I’ve been hearing about Highway Manor Brewing for a few months now, though one-man-show Johnnie Compton has been brewing at his space in Lower Allen Township since September. We finally had time to meet this week and chat about what he’s doing.
First I must temper your expectations — a taproom won’t be open until summer, likely, though plans include a rustic farmhouse-style tasting room plus outdoor space and –possibly– pour-your-own from his selection of four beers (you’d pay by the ounce), along with simple cheese boards for pairing.
I know. I’m excited about it too. Especially since this is so close to home base for me.
Johnnie’s been brewing for something close to 15 years. For much of this time, he’s just been doing it for himself, and after a chance meeting and bar-closing experience with Tom Peters, the owner of Monk’s Cafe, many years ago, he was introduced to the world of sours, gueuzes and saisons — Belgian-style beers known for funk and often, wild yeast strains.
In fact, Johnnie’s been self-inoculating for so long he’s essentially developed his own yeast strain — and thanks to support of family and friends — is now brewing beer on a larger scale.
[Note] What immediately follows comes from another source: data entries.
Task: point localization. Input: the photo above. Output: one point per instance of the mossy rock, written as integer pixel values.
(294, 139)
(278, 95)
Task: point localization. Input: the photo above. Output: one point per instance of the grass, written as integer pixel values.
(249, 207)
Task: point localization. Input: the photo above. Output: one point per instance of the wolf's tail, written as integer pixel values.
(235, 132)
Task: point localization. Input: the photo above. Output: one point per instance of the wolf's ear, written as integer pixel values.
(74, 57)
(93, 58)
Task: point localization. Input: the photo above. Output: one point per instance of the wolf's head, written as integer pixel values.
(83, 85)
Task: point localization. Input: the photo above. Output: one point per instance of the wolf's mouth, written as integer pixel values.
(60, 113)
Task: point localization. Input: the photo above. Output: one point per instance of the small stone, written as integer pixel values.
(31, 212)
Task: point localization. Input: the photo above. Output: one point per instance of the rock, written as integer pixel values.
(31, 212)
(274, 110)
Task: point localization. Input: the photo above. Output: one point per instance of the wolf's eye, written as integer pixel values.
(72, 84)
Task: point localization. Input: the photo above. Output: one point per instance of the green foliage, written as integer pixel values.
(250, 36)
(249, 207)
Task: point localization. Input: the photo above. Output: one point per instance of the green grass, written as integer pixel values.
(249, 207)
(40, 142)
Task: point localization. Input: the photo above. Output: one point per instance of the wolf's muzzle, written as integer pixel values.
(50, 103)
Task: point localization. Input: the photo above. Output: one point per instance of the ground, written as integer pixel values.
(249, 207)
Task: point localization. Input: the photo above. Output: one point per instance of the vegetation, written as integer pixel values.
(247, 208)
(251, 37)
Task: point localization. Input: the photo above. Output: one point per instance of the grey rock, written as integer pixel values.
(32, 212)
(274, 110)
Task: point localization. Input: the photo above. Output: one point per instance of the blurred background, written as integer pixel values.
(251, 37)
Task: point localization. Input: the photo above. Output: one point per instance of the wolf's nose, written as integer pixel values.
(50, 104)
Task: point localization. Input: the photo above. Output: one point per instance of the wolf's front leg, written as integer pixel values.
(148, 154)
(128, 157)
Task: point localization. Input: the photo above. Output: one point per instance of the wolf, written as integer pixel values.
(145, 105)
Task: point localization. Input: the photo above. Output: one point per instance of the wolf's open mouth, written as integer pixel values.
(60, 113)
This month, he’ll be installing an 11-barrel brewing system, which will allow him to fill his stash of oak barrels, where these beers will age before being bottled and kegged.
Due to connections in New York City and Philadelphia — where beer drinkers have been exposed to this funky style brew for much longer — Highway Manor has been focusing first on events in Philadelphia (his first was a sour beer tasting earlier this month).
However, Johnnie promises me he’d like to participate in Harrisburg Beer Week, including partnering with local chefs for beer pairing or tasting events.
Highway Manor will offer four flagship beers to start.
»» Now is a good time for you to read this primer on wild ales that I wrote with help from Terry Hawbaker at Pizza Boy Brewing and Intangible Ales.
If you’re not familiar with dry, tart fruit beers, these will surprise you.
Mr Strawberry and Mr Blueberry are made with 50 lb of whole fruit in each batch. The fruit’s natural sugars are fermented away thanks to the handywork of Highway Manor’s house sour yeast, spending about 60 days in the barrel with the whole fruit. While the samples I tasted weren’t yet carbonated, the beers were bright yet delicate, lightly fruity yet fully dry.
Highway Manor’s Taste My Place is a Barrel Aged Golden Sour, also made with the Highway Manor sour yeast strain cultivated from Johnnie’s home in Perry County, a historic mansion dating back to 1840. This one “ages until ready,” and Johnnie said the first batch aged for about 100 days.
The SayJohn Saison Series also utilizes a house saison yeast before being aged about 45 days in a barrel. It’s pleasantly dry and lightly hopped.
As you’ll read here, blending is a large component in the creation of these beer styles. However, like Hawbaker’s “fluke” of Permasmile, Johnnie said the first few bottles of his to be released will not be blended because they were so good as is.